Have you ever left your panda house to go to the market, only to discover that everyone in the world has disappeared? No? Hasn’t happened to me either, but that’s the story of the puzzle platforming game, Rehtona. Mysterious disappearances and doors to another world appear before her. Rehtona will have to travel through two strangely similar worlds while guided by a girl who looks an awful lot like her- all to find the puzzle pieces that will restore her lost memories. So is Rehtona worth your cash, or is this Another memory better left forgotten? Let’s find out.
Rehtona is a puzzle platformer, as mentioned previously, and has a very cute retro aesthetic, reminiscent of 16 bit games from years ago.
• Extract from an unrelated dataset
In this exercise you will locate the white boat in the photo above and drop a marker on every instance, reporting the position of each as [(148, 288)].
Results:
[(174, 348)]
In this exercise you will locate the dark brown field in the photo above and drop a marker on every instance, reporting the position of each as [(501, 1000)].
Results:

Rehtona heavily deals with moving block puzzles – moving blocks to cover lasers so you can safely cross, using blocks that summon other blocks from the sky in multiple ways, such as destroying fragile blocks or giving yourself a platform, that sort of thing. Rehtona can also create afterimages of herself in the light world which turn into solid statues in the dark world. Finding the proper spots to use these abilities, which can be used a limited number of times per level, is paramount in completing every single stage in the game.
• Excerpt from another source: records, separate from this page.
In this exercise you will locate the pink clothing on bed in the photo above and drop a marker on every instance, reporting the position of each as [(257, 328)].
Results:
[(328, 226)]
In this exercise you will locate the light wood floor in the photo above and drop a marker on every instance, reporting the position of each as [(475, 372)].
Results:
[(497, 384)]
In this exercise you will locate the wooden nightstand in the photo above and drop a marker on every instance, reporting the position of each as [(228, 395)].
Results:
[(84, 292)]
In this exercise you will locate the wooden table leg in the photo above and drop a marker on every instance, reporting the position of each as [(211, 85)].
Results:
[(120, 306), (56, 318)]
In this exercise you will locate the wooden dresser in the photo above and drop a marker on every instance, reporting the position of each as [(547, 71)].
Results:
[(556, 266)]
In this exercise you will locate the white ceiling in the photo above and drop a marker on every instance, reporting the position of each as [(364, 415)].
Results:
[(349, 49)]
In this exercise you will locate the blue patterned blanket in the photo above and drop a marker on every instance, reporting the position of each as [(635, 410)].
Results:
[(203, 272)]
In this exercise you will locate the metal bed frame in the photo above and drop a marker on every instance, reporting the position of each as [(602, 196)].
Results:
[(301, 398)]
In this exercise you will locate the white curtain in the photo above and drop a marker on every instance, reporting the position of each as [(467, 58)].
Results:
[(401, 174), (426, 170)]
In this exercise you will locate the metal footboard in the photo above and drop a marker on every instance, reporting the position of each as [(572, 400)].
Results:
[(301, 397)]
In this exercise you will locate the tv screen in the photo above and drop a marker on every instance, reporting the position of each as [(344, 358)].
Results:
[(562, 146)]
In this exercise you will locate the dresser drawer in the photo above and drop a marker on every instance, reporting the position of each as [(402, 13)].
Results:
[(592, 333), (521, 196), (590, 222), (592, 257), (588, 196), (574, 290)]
Stages in Rehtona start off in roughly the same way: Rehtona herself will be dropped off by her giant, wooden eagle friend on one side of the level and then vanish, and your goal is to find the puzzle piece that allows him to return to your aid. In order to get the puzzle piece, players will need to obtain a key that will let you enter a door into a dark alternate dimension (so step 1 is get the key, and don’t push any blocks into pits that you may need later while trying to get the key). Each new world introduces a new mechanic, like blocks that need to be destroyed with the impact of a falling block, weird anti-gravity areas, or mechanical platforms you can operate with switches. Sometimes, getting the puzzle piece is the easiest part of a level, while getting back to the wooden eagle in order to exit the level is tough because you blocked yourself in. Thankfully, for moments like these, pressing Y will take back your last move while R restarts the whole level if need be. Rehtona also features full controller support, for those wondering, and this entire game was played using a Nintendo Switch Pro controller.
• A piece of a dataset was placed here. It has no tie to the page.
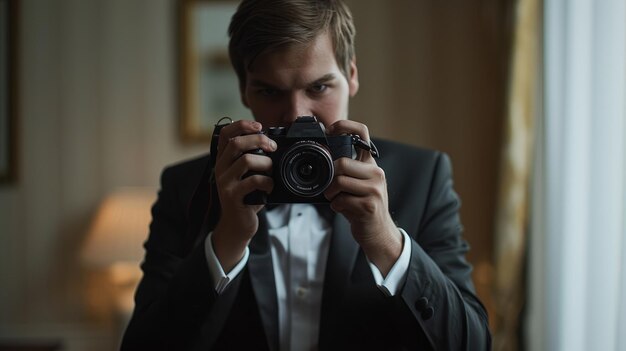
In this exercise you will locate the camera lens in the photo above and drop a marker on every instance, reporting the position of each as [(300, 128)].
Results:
[(307, 168)]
For the most part, the puzzles are pretty ingenious in Rehtona. The tutorial puzzles could be completed in mere minutes, but puzzles afterwards can leave you stumped for 20 minutes or more. Rehtona has five worlds, each with six to seven levels each, and apparently some people can get stuck for up to 22 hours or more while others can beat the whole game in five hours or less. For the purpose of this review, the game was completed in about four hours, including completing the final level again in order to get the normal ending. Final puzzles will actually be quite reasonable head scratchers that will involve making incremental progress while keeping sight of the larger goal. They’re quite inventive, in that fashion. The introduction of new mechanics in each world also helps keep the experience fresh, especially the batches of mechanical platforms you can independently operate with up to nine switches.
The graphics in Rehtona are pretty pleasing – the pixel work is actually quite cute, and most everything in the game can be understood quickly by looking at it. It’s not anything ground-breaking or something to write home about, but it all works. Sound is a mixed bag. The music is fine, for the most part, even though the loops aren’t that long so you’ll hear songs repeat constantly if you’re stuck on a puzzle for any length of time, but the jumping sound effect is quite loud in relation to the music. There are no options to change the volume for sound effects – it’s either on, or off. Normally this wouldn’t be so bad, but the jumping sound is extremely harsh and loud for an action that you’re going to be doing so often in the game.
Overall, Rehtona is quite an adorable little puzzle game. The experience doesn’t overstay its welcome, and the longevity of the game is entirely how long certain puzzles may catch you unaware, but the game eschews quantity for quality. The visuals work, the music is fine even if the sound effects can be grating with how often you hear them.
If you don’t like block puzzles, or don’t like multi-dimensional puzzles that will require you navigate a light world, a dark world, where boxes go, and when and where to use your afterimages, then Rehtona may not be your cup of tea. However, should you like puzzlers, Rehtona will be a great game to spend a brief, but enjoyable, amount of time with as all of the puzzles make sense and further build on previously established rules as you go along.